Les gens se laissent séduire par ceux qui leur disent ce qu'ils veulent entendre, ceux qui leur affirment que rien n'est leur faute et qui leur mentent comme on ment à des enfants pour les rassurer. Tout est la faute des étrangers, de l'Europe, de l'euro, des élites, de la finance... C'est tellement facile de ne pas se cogner à la réalité, d'être dans ces discours qui n'engagent à rien.

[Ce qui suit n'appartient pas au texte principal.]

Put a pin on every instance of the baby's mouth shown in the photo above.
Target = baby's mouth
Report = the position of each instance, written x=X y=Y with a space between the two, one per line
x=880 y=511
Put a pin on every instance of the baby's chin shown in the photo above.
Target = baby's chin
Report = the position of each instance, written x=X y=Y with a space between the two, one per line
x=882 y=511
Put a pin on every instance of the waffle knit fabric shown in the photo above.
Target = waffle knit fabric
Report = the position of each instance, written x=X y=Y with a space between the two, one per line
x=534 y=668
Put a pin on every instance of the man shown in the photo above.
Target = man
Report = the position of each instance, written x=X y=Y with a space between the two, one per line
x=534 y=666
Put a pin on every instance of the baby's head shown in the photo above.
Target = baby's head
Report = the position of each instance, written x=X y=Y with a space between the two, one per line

Des gens prêts à donner des fortunes pour défendre la France, François Belmont en connait des dizaines, des centaines. Des entreprises, des banquiers, des médecins, des notaires, des avocats prêts à sortir leurs chéquier et à aligner les zéro pour défendre leurs intérêts, il en connait par milliers. Il leur a juste soufflé une possibilité de contourner le système pour contribuer autant qu'ils en voudraient
En politique, il n'y a pas de miracle. Il y a les marionnettes et les marionnettistes. Sans ces derniers, le rideau tombe et le spectacle se termine dans les larmes et la peine. Il tient les rênes et c'est lui le metteur en scène : cette fois il n'y aura pas de déception, les spectateurs applaudiront la pièce.
Pour lui, le bonheur de l'humanité passait par le bonheur de la banque. De sa banque. Il était sincèrement persuadé que le système français, où les élites formées dans les mêmes écoles atterrissaient ensuite dans tous les centres de décision du pays, et baignaient dans un entrelacs d'intérêts objectifs, était le meilleur, et il avait décidé de le sécuriser à son profit.

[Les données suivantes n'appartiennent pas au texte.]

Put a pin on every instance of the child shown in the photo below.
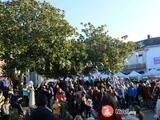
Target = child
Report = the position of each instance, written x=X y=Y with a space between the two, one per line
x=57 y=108
x=6 y=110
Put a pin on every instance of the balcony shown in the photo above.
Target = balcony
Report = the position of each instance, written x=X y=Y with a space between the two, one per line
x=137 y=67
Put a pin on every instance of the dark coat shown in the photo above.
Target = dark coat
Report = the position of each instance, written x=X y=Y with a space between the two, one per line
x=42 y=113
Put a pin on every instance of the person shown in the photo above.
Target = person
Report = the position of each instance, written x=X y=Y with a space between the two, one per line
x=32 y=95
x=26 y=96
x=42 y=112
x=111 y=102
x=2 y=98
x=16 y=102
x=57 y=108
x=6 y=110
x=78 y=117
x=139 y=114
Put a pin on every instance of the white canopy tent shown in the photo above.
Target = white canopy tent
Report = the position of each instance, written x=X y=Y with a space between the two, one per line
x=135 y=74
x=120 y=74
x=104 y=75
x=152 y=72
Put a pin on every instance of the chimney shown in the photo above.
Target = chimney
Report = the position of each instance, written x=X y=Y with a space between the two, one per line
x=148 y=36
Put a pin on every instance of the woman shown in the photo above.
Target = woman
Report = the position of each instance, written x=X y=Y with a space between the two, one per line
x=112 y=103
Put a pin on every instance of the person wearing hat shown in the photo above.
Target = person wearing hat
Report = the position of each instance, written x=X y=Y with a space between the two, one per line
x=139 y=113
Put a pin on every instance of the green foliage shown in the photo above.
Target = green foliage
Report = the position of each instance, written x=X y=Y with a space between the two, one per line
x=34 y=35
x=31 y=31
x=102 y=48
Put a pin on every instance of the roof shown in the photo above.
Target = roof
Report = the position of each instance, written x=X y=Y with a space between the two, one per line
x=149 y=42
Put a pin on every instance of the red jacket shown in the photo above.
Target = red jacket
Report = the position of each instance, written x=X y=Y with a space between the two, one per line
x=59 y=96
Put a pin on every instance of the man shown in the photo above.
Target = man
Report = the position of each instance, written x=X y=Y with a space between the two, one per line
x=42 y=112
x=2 y=98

La vérité, il ne la dira jamais aux Français : l'économie du pays n'atteindra plus jamais ces taux de croissance sidérants qu'il a connus pendant les Trente Glorieuses et, brièvement, à la fin du XXe siècle. La France est devenue un pays médiocre qui doit accepter de vivoter, un pays qui doit oublier ses prétentions de grande puissance et qui, s'il fait mine de faire cavalier seul dans cette mondialisation sans pitié, sera aspiré dans le trou noir de la déchéance. P; 188
Quel spectacle nous offre-t-on aujourd'hui ? s'interroge le chroniqueur. Celui d'une classe politique totalement soumise au règne de l'image. Un homme politique, aujourd'hui, c'est un produit qui se lance, avec une cible et un positionnement qui se trouvent plus ou moins en accord avec ses propres idées et ses convictions.
Quand il pousse la lourde porte du porche, il surprend la gardienne qui lâche un petit cri ridicule puis déclare en souriant : « Vous m'avez fait peur. » Il ne répond pas, mais un frisson de plaisir lui parcourt l'échine. Cette loi de la politique reste immuable : faire peur, c'est se faire respecter.
Demory s'absorba dans la contemplation du tapis. Une scène de chasse, dans la France des monarques absolus. Ça n'avait pas beaucoup changé depuis Louis XV. Un roi, et tout autour une cour qui cherche à protéger ses intérêts et à progresser dans la hiérarchie sociale.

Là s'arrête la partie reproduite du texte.